Video: All the news that’s fit to sing
irishtimes.com features the first of a series of online ‘musical columns’. Temper-Mental MissElayneous, Doctor Millar and other songwriters will sing about Ireland and its crises, to rekindle the social fire at the heart of music
Once upon a time music was the news. Accounts of battles, rebellions and atrocities travelled from place to place in songs. There were patriotic anthems, songs of rebellion and emigrant laments. “Songs were a mnemonic device,” says the American songwriter Jeffrey Lewis, “a way of committing something to memory and passing it to someone else.”
The notion of songs as a repository of meaning, information and identity continued into the 20th century even as music ceased to be a collective endeavour and became a consumer product. Politically charged folkies such as Pete Seeger and Woody Guthrie believed that funnelling the turmoil of their times into a verse-chorus structure could aid political change. In the 1960s Dylan and his folky companions wrote songs excoriating politicians, lauding utopian ideals or wringing dramatic narratives out of news reports. Songwriters wrote about their world. Phil Ochs even released an album called All the News That’s Fit to Sing.

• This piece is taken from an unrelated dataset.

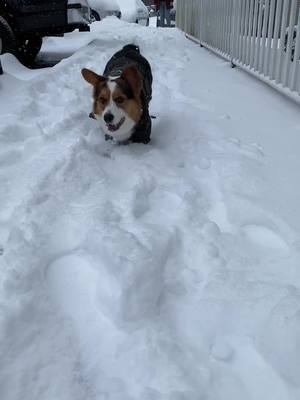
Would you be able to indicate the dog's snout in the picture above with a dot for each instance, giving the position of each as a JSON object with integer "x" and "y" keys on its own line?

In his book 33 Revolutions Per Minute: A History of Protest Songs, the journalist Dorian Lynskey analyses a half century of socially engaged music. It takes in, among other things, Strange Fruit, Abel Meeropol’s eerie depiction of lynchings in the Deep South as sung by Billie Holiday, the cynical utopianism of John Lennon, the compromised activism of Bono, the city visions of Stevie Wonder and Public Enemy and the pragmatic politics of Billy Bragg.

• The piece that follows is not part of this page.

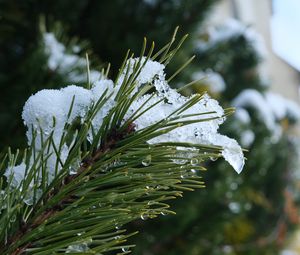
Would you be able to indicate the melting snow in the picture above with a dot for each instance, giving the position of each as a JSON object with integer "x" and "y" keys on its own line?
{"x": 43, "y": 107}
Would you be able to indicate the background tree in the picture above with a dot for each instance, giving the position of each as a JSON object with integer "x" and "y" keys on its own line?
{"x": 231, "y": 208}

Like me, Lynskey came of age in the early 1990s, when music and politics felt intrinsically linked. “There was a kind of a last gasp mini revival of political songwriting at that time which isn’t remembered,” he says. “There were bands that didn’t weather so well, like Back to the Planet. There was Cornershop. There was the [feminist] Riot Grrrl movement, Rage Against the Machine. All of this was happening when I was in sixth form and going to university. I remember reading about riots in Los Angeles and thinking, Oh my God, this is like Burn Hollywood Burn, by Public Enemy. It felt to me that music and politics were inseparable.”
In recent years, however, it has seemed as if the era of newsworthy music is over. The Occupy Movement stirred up a new generation of activists, but it had no The Times They Are a-Changin’ or We Shall Overcome to accompany its rise and fall. And although some musicians have written about the consequences of austerity and economic collapse, few have reached the public consciousness.
Indeed, in the first edition of 33 Revolutions Per Minute Lynskey wondered if he had written a eulogy for the protest song. He says there has been a crucial change in the ways people consume and understand music. Whereas once young people could learn about the world through their favourite bands, whether it was ghetto life from Ice Cube, Latin American politics from The Clash or vegetarianism from Morrissey, that educational function has been largely replaced by the internet. Music fans increasingly look to music not as a source of identity or information but as a source of pleasant background noise.